Planning for Fair, Plural, and Welcoming Cities
Chairs: Stefano Cozzolino, Christine Lélevrier, Dalila Sicomo
There is a growing awareness of the significance of diversity and the tensions it may generate in societies, with major cities leading the way in facing this challenge. Inclusivity is now a fundamental principle in urban planning theories and practices, marked by a renewed commitment to advocating for cities that are fair, multicultural, welcoming, and open to all. Among other topics, issues such as migration, multiculturalism, minority groups, gender, religion, identities, accessibility, and the quality of essential services and spaces, as well as urban inequalities, urban poverty, and the emergence of diverse lifestyles (or the possibility of embracing new ones), are all central to the contemporary discourse. How can planners deal with these challenges?
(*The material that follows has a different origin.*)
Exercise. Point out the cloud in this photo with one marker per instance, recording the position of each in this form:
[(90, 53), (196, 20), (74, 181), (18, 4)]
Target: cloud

What kind of planning frameworks and approaches can better support inclusivity?
This track aims to thoroughly explore the multifaceted concept of inclusion in urban planning, with a particular focus on the idea of the open city—a city capable of embracing diversity, multiculturalism, experimentation, and fairness while acknowledging the diverse challenges planners must address in upholding these values. It is designed to encompass a wide range of contributions, including theoretical reflections, ethical perspectives, urban policies, urban design strategies, discussions on regulation and the law, interesting case studies, analyses from the field, best practices, and other pertinent urban planning viewpoints that can enhance the contemporary discourse. Therefore, the track welcomes diverse contributions, encompassing the formulation of policies and planning interventions, examinations of current socio-spatial dynamics, and broader reflections on the issue at hand.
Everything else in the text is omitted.